Grégoire Canlorbe: Promoting state eugenics seems to be a common feature between the Old and the New Right. For my part, I hardly see how central planning can work better in the field of eugenics than it does in the industrial, monetary, or medical field. No brain or human computer can compete with the ingenuity and complexity of the decentralized processes of natural selection. Neither Leonardo da Vinci nor Michelangelo were born in a test tube. Human societies must not seek to engender and “plan” geniuses; they must know how to recognize them, and they must let their ascent take its course.

What is your reaction?

Greg Johnson: I think you are looking at this the wrong way. The choice is not between planned versus unplanned eugenics. The choice is between dysgenics and eugenics. Modern society is inherently dysgenic.

For instance, opportunities for higher education and well-paying jobs cause intelligent people to delay childbearing — in the case of women, often to the point that it is dangerous, if not impossible. Late-born children tend to be inferior to the children of younger parents.

Moreover, the existence of voluntary birth control means that people with the intelligence, impulse control, and social responsibility to limit their reproduction have fewer children than people who lack intelligence, impulse control, and responsibility. These two trends alone will seriously depress intelligence and other desirable traits, with predictable consequences for civilization.

Even if we set aside for the moment the feasibility or desirability of the state pursuing a society with more Leonardos and Michelangelos, at the very least, the state needs to create policies that counter-balance existing dysgenic trends. For instance, one could give a year of free higher education for every child produced by a woman of high intelligence, if she agrees to put off college until her children are in elementary school. One could also give incentives for people with bad genetic traits to have few if any children.
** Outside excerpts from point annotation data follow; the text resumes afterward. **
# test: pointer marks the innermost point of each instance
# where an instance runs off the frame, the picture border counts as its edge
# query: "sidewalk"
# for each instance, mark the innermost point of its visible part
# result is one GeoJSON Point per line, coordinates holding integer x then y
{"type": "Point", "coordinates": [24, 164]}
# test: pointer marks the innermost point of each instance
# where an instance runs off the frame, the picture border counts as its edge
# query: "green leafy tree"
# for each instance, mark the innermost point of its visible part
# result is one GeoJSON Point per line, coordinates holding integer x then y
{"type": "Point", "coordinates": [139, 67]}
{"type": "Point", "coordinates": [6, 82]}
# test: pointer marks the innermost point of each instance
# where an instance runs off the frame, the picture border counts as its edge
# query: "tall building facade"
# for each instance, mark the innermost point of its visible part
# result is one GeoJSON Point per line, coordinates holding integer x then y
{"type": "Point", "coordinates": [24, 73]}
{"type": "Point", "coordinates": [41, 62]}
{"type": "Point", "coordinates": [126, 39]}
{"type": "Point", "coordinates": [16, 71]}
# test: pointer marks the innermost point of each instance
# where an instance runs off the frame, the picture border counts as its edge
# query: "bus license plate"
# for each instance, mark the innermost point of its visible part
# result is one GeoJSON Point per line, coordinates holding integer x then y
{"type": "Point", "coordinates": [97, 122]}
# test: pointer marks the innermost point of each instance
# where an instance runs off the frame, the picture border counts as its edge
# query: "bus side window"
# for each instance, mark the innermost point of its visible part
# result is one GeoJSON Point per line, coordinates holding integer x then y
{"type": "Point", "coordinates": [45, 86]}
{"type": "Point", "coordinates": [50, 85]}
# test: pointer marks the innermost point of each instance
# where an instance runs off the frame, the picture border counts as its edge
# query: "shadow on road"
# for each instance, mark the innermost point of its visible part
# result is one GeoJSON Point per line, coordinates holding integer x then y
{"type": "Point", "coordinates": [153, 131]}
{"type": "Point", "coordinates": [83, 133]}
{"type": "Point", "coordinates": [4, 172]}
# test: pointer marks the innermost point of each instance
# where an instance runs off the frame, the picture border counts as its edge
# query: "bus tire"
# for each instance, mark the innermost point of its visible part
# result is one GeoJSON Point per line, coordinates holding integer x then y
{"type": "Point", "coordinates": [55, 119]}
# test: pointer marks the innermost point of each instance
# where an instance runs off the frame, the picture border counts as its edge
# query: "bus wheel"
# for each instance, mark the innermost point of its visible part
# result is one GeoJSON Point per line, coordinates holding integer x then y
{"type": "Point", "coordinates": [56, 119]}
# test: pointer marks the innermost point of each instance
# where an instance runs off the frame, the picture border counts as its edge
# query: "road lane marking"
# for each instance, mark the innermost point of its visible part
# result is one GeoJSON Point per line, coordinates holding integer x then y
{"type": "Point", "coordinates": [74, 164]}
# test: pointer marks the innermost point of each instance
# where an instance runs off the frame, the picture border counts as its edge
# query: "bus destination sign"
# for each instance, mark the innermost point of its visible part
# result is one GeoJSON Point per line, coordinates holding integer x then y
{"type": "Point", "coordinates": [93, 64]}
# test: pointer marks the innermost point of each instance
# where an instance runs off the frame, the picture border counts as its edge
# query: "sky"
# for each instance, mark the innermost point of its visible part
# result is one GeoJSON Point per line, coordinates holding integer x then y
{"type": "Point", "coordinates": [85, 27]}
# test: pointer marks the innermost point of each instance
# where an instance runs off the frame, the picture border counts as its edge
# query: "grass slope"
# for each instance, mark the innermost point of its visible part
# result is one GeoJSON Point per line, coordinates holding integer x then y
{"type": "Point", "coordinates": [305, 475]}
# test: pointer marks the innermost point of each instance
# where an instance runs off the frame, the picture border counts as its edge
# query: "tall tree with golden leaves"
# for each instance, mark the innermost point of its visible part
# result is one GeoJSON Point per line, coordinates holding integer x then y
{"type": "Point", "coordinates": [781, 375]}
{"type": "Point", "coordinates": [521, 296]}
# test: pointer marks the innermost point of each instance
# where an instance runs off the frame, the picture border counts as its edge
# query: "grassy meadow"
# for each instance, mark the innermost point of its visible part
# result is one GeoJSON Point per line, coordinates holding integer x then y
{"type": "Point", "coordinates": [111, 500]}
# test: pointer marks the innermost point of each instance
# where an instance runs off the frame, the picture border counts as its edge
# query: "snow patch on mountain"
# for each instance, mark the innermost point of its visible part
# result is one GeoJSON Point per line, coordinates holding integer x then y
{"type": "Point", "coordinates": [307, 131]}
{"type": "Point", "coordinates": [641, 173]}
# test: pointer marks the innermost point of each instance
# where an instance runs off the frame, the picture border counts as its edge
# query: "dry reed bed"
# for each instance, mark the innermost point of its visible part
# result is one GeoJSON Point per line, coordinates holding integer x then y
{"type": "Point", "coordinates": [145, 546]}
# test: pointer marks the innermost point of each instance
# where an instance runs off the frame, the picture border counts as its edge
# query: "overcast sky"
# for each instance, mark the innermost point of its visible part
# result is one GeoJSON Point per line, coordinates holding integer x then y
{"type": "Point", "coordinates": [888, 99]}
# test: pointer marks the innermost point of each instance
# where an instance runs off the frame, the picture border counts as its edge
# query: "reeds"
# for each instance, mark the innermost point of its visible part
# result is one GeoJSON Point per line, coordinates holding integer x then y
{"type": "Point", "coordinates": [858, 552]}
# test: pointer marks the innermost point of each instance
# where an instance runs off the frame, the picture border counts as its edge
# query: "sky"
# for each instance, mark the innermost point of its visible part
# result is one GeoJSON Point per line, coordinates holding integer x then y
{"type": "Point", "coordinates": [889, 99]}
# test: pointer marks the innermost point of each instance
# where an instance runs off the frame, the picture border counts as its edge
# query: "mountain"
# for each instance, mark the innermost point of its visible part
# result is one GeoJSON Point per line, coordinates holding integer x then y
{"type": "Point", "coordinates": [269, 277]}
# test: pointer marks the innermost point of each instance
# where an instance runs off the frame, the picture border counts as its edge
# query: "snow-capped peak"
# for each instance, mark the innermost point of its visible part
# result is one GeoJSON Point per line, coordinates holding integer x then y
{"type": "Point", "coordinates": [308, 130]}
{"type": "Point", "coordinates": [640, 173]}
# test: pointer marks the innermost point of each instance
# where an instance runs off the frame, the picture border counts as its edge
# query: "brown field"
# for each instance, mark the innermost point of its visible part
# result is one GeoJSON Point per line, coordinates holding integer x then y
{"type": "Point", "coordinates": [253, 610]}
Imagine if each subsequent generation had fewer depressives, fewer sociopaths, fewer narcissists, fewer drunkards and drug addicts. We could easily accomplish that simply by denying conjugal visits to criminals and offering them reduced sentences if they are sterilized. We could give people licenses to be drug addicts if they agree to sterilization.

Look at what it takes to be a sperm or egg donor. The questionnaires that one needs to fill out clearly indicate that the process is massively eugenic — one of the few genuinely eugenic trends today. Yet laws protecting the privacy of sperm and egg donors vary widely. This is one place where state action — namely giving gamete donors complete privacy — would have immense eugenic effects.

One does not need god-like knowledge to engage in sensible eugenics. That is a straw man. We have ample and growing knowledge of the fine-grained genetic determination of positive and negative human traits. One can simply give incentives for people with better genes to have more children than people with bad genes.

Also, the critique of central planning presupposes that economic efficiency is the greatest value. But what if people value equality, community, and national sovereignty more that economic efficiency? Then the Hayekian critique of planning becomes less compelling. Even if Hayek were right about how markets work, there are other values besides efficient markets.

Grégoire Canlorbe: Thank you for your time.

Greg Johnson: Thank you for the stimulating questions.